In this article, we’ll prep a machine learning model to predict who survived the Titanic. To do that, we first have to clean up our data. I’ll show you how to apply preprocessing techniques on the Titanic data set.
How to Preprocess Data in Python Step-by-Step
- Load data in Pandas.
- Drop columns that aren’t useful.
- Drop rows with missing values.
- Create dummy variables.
- Take care of missing data.
- Convert the data frame to NumPy.
- Divide the data set into training data and test data.
To get started, you’ll need:
What Is Data Preprocessing and Why Do We Need It?
For machine learning algorithms to work, it’s necessary to convert raw data into a clean data set, which means we must convert the data set to numeric data. We do this by encoding all the categorical labels to column vectors with binary values. Missing values, or NaNs (not a number) in the data set is an annoying problem. You have to either drop the missing rows or fill them up with a mean or interpolated values.

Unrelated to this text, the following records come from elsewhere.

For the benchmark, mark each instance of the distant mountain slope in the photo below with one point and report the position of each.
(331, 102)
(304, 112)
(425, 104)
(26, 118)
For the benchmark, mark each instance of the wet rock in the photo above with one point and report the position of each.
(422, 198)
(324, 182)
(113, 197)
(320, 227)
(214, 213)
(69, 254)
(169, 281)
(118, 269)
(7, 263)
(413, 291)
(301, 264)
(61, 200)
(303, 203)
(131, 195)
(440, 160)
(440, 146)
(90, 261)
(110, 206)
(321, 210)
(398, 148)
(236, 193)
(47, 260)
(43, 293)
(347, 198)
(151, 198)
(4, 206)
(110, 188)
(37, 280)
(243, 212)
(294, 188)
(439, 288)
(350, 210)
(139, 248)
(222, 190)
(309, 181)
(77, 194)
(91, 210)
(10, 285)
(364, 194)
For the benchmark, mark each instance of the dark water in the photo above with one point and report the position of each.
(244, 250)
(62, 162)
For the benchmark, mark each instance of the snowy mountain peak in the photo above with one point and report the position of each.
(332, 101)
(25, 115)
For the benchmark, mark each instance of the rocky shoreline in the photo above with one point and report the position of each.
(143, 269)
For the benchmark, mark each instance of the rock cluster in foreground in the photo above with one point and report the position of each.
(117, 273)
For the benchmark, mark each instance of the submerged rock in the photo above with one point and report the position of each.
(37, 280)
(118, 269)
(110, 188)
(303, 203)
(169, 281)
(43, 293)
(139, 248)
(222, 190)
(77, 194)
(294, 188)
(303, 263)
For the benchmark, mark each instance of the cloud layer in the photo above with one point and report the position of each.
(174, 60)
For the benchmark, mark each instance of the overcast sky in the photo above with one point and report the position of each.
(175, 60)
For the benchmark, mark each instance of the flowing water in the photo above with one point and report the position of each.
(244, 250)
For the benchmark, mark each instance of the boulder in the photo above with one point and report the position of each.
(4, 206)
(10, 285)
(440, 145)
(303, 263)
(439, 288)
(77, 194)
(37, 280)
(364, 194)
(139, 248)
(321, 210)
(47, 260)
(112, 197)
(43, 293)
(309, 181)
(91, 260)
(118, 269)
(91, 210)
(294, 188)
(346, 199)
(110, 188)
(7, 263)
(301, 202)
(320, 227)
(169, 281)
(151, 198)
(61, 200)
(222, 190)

Kaggle provides two data sets: training data and results data. Both data sets must have the same dimensions for the model to produce accurate results.
1. Load Data in Pandas
To work on the data, you can either load the CSV in Excel or in Pandas. For the purposes of this tutorial, we’ll load the CSV data in Pandas.
df = pd.read_csv('train.csv')
Let’s take a look at the data format below:
>>> df.info()
<class 'pandas.core.frame.DataFrame'>
Int64Index: 891 entries, 0 to 890
Data columns (total 12 columns):
PassengerId 891 non-null int64
Survived 891 non-null int64
Pclass 891 non-null int64
Name 891 non-null object
Sex 891 non-null object
Age 714 non-null float64
SibSp 891 non-null int64
Parch 891 non-null int64
Ticket 891 non-null object
Fare 891 non-null float64
Cabin 204 non-null object
Embarked 889 non-null object
If you carefully observe the above summary of Pandas, there are 891 total rows but Age
shows only 714 (which means we’re missing some data), Embarked
is missing two rows and Cabin
is missing a lot as well. Object data types are non-numeric so we have to find a way to encode them to numerical values.
2. Drop Columns That Aren’t Useful
Let’s try to drop some of the columns that won’t contribute much to our machine learning model. We’ll start with Name
, Ticket
and Cabin
.
cols = ['Name', 'Ticket', 'Cabin']
df = df.drop(cols, axis=1)
We dropped three columns:
>>>df.info()
PassengerId 891 non-null int64
Survived 891 non-null int64
Pclass 891 non-null int64
Sex 891 non-null object
Age 714 non-null float64
SibSp 891 non-null int64
Parch 891 non-null int64
Fare 891 non-null float64
Embarked 889 non-null object
3. Drop Rows With Missing Values
Next we can drop all rows in the data that have missing values (NaNs). Here’s how:
>>> df = df.dropna()
>>> df.info()
Int64Index: 712 entries, 0 to 890
Data columns (total 9 columns):
PassengerId 712 non-null int64
Survived 712 non-null int64
Pclass 712 non-null int64
Sex 712 non-null object
Age 712 non-null float64
SibSp 712 non-null int64
Parch 712 non-null int64
Fare 712 non-null float64
Embarked 712 non-null object
The Problem With Dropping Rows
After dropping rows with missing values, we find the data set is reduced to 712 rows from 891, which means we are wasting data. Machine learning models need data to train and perform well. So, let’s preserve the data and make use of it as much as we can. More on this below.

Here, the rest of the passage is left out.